The program to perform the above mentioned calculations has been written in standard FORTRAN 77 Microsoft® and run under MS-DOS®. The version to be used now is Version 3.0, dated 02/96. It needs four reference files and the three data files by country/area.

Two of them are common to all participants. The first one contains the list of species with their Rubbin code and scientific name (see Annex 2) ; it has been derived from the official LISTFM file used for the 1995 survey (506 species). Due to the rather small memory currently available under MS-DOS, it is not possible to extend it to much. Nevertheless, it is expected that computations will not be performed for new species added to the LISTFM file each year. However, if the user wants to run the program for one of these new species, it is possible to do it. In that case the user will be asked to give the scientific name of any species absent from the file. The file second contains only a list of species to be taken into account within a single run of the program. This file is normally limited to the 31 reference species but can be modified by any user following his own needs. The usual 31 species file is shown in Annex 3.

The two other files are peculiar to each participant in the survey. They contain respectively the list of the strata in each country/area with their respective surface and the list of the hauls with the stratum in which they have been made (see Annex 4 and Annex 5).

To correctly use the program, the user has to be sure that the file names comply with the following rules :

Examples (country : France, year 1995) :

4.3. Running the program

The user is asked to give the country code, the year and the area code (if any). Then the program asks if the user wants to make the calculation either for a single species or for some of them. In the first case the program asks the Rubbin code of the species and in the latter case the name of the file with those species. If a species is absent from the species reference file, the user has to give its scientific name.
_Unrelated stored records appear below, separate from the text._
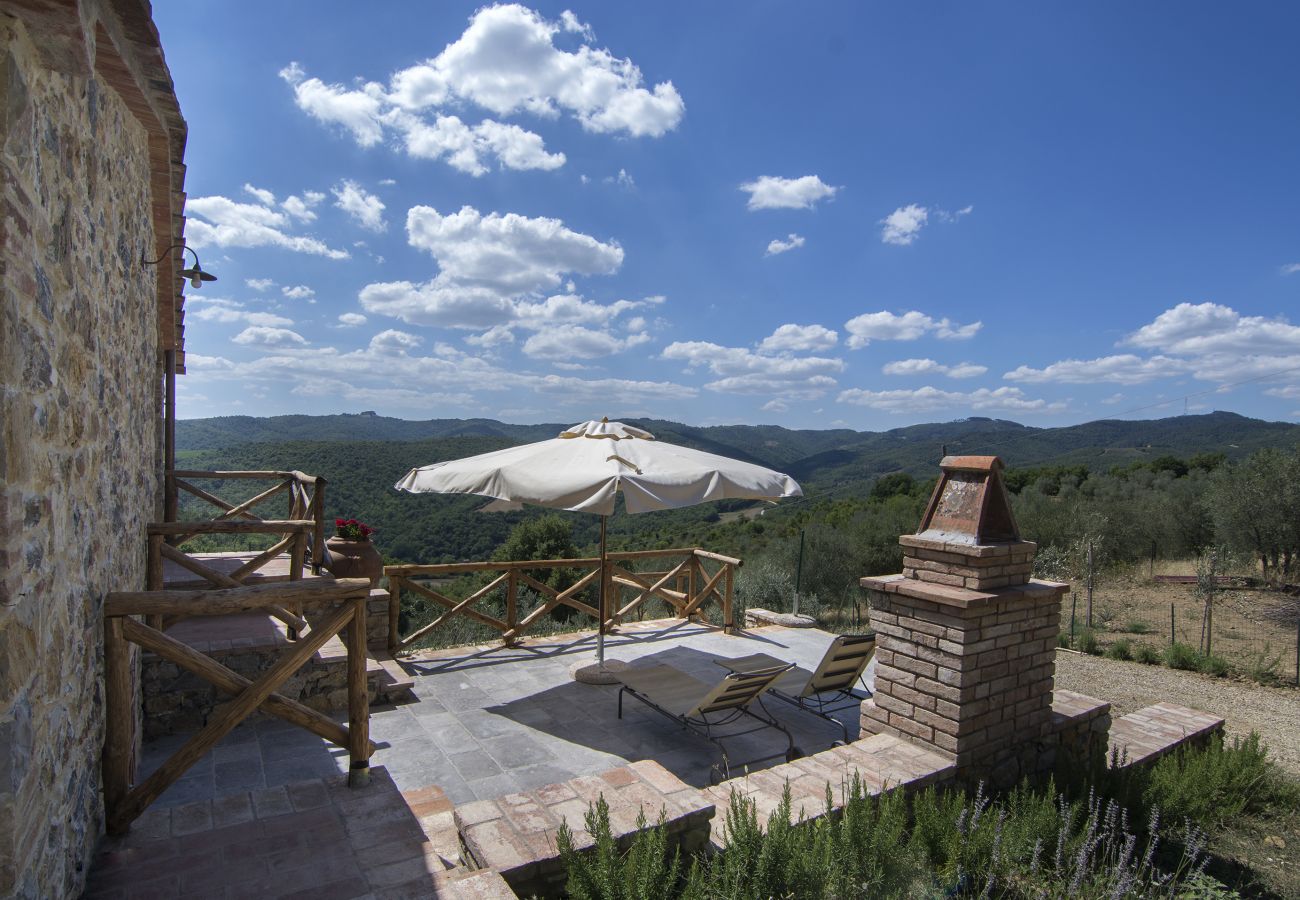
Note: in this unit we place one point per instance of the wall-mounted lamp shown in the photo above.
(196, 275)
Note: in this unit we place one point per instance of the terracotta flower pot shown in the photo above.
(355, 559)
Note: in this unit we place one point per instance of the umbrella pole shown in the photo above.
(599, 605)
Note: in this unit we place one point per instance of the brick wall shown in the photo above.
(78, 459)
Then the user has to choice whether he wants to calculate length frequencies or abundance indices. The possible indices are given in Annex 6. In the case of calculation of indices, an other choice is between full or reduced output. The user has to give one output file name for a full output and two for a reduced output.

The output file names are fixed : the first character is H, the following seven are the species Rubbin code, the two first of the extension are the country code and the last one is the second character of the area code. Example : Results for Merluccius merluccius, country Italy, area M3 : HMERLMER.IT3

The files are in CSV (comma separated values) format and can be easily imported into any spreadsheet. An example is given in Annex 7.
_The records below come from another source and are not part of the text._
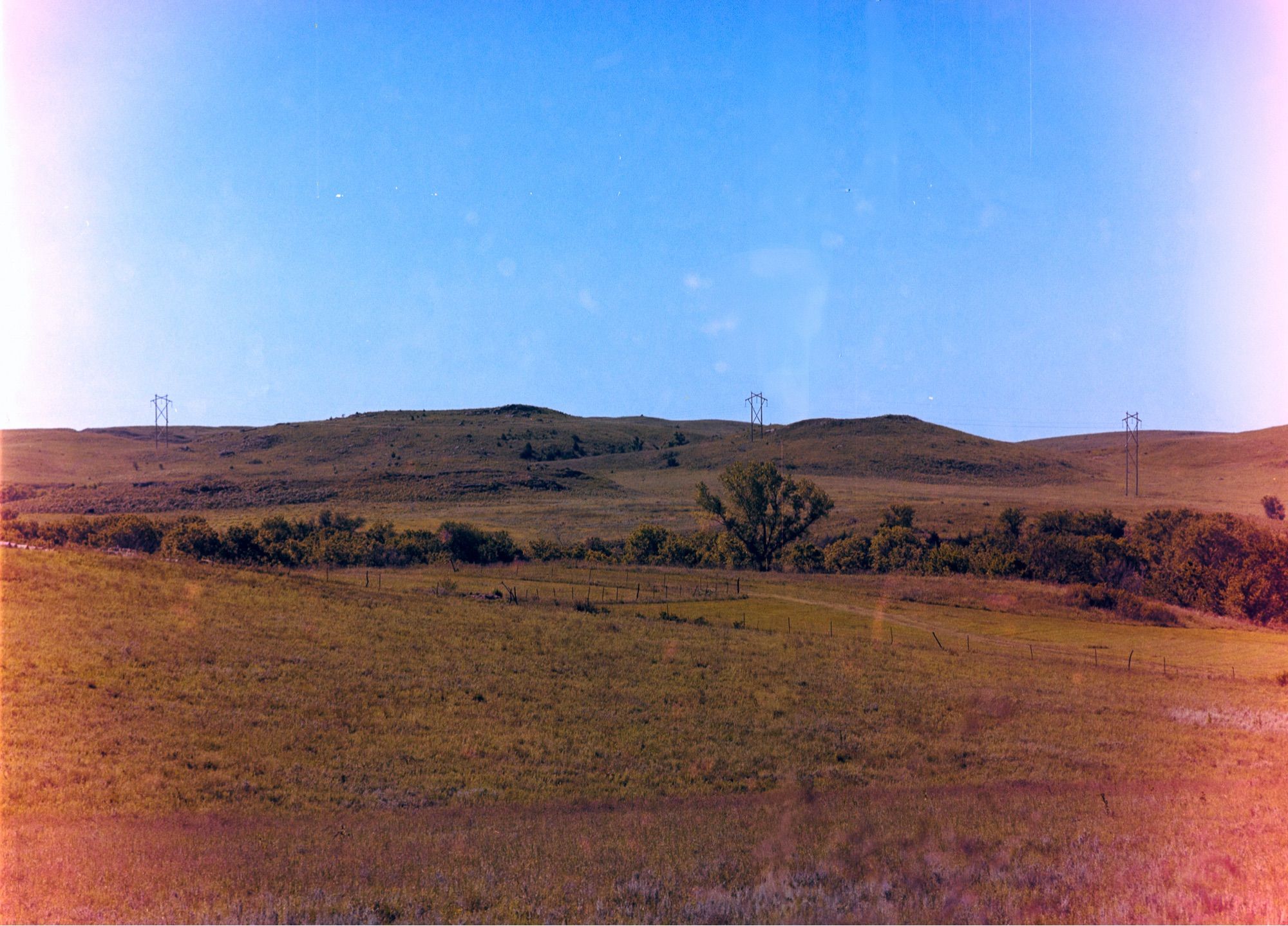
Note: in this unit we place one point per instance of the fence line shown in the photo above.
(700, 591)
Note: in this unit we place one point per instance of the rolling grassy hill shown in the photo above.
(535, 469)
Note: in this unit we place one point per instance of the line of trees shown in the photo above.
(330, 539)
(1214, 562)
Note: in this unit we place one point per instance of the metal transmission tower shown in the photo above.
(160, 419)
(1132, 451)
(758, 404)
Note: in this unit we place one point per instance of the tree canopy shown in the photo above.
(767, 511)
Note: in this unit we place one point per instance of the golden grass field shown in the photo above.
(417, 468)
(194, 742)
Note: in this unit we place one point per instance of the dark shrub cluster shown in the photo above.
(329, 540)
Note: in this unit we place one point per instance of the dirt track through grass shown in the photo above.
(196, 742)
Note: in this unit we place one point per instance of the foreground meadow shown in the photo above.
(195, 742)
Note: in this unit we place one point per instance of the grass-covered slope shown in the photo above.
(198, 744)
(448, 455)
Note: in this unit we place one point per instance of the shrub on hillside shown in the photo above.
(947, 560)
(848, 554)
(804, 557)
(128, 533)
(191, 536)
(645, 545)
(896, 548)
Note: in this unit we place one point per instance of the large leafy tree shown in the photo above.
(766, 511)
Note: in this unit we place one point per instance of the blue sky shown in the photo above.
(1013, 218)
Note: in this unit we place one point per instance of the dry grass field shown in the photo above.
(418, 468)
(196, 742)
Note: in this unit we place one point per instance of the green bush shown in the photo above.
(848, 554)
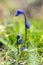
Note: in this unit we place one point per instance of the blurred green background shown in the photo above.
(10, 26)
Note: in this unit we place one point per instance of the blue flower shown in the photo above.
(19, 41)
(18, 36)
(27, 25)
(22, 48)
(19, 11)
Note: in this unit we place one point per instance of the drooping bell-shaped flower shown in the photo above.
(19, 11)
(27, 25)
(18, 36)
(22, 48)
(19, 41)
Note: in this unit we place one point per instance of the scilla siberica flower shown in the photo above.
(18, 12)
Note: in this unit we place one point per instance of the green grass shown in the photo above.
(30, 56)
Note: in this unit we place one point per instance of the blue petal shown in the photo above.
(18, 36)
(19, 11)
(19, 41)
(27, 25)
(22, 48)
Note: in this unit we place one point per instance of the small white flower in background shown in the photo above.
(2, 28)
The output file names are free but it is recommended to use easy-to-remember names. The two types of file (full and reduced output) are simple ASCII files which can be easily imported into any word processor. The full output file contains two separate tables by area. The first one gives the detailed results by stratum and the second the results for the whole area, the shelf and the slope separately. In the case of a reduced output, the first file contains the same table as in the previous versions of the program giving the abundance index and its coefficient of variation by stratum and for the whole area and the second file contains a table giving index and coefficient of variation for the whole area, the shelf and the slope. Examples of these files are given in Annex 8 and Annex 9.

The INDMED program could obviously and quite easily been extended to other computations from the MEDITS data files. Being written in a standard and normalized language, its subroutines can been incorporated in new programs.
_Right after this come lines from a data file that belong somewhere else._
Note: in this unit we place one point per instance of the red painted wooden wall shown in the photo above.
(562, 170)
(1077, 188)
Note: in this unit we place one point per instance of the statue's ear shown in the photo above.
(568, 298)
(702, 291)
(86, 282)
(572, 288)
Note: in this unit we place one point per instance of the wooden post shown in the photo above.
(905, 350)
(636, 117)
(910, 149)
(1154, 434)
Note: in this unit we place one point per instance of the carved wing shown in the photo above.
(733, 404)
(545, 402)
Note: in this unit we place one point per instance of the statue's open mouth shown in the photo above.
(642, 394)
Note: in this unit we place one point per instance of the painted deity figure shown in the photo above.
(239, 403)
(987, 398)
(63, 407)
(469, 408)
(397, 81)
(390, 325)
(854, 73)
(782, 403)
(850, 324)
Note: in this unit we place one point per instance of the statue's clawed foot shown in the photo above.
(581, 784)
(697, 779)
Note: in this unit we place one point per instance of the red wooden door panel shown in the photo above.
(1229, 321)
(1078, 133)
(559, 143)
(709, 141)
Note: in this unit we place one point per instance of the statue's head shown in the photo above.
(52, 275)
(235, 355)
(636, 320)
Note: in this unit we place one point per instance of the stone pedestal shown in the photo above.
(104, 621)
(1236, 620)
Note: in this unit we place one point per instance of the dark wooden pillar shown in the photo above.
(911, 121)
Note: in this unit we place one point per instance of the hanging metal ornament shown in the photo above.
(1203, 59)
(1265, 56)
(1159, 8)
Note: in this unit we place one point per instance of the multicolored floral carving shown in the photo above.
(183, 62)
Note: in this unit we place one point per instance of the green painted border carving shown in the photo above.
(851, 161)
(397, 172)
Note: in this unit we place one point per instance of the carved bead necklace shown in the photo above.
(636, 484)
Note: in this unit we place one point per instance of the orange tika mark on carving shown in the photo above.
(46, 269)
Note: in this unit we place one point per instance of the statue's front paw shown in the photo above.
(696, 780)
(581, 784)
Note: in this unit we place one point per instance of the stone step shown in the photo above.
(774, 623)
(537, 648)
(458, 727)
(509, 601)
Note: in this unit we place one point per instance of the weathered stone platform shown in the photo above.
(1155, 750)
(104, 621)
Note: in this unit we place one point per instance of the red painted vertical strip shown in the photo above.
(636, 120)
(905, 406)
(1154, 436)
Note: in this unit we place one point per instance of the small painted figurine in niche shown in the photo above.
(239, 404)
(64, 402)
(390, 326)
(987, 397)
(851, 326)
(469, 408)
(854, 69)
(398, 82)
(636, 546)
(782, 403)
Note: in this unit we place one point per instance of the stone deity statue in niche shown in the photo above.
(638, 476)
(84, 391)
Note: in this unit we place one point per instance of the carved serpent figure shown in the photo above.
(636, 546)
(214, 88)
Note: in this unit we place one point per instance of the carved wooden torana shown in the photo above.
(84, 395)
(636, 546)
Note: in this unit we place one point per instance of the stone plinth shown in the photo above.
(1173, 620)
However some theoretical points could be raised. Is the calculated index relevant ? Is there a better index ? For the time being, the surfaces of the strata are estimated from maps following a ground plan. It could be better to try to estimate the actual surfaces by taking into account the various slopes. These question should be addressed to the Group of Co-ordination of the MEDITS program and/or to some of the Working Groups which have been set.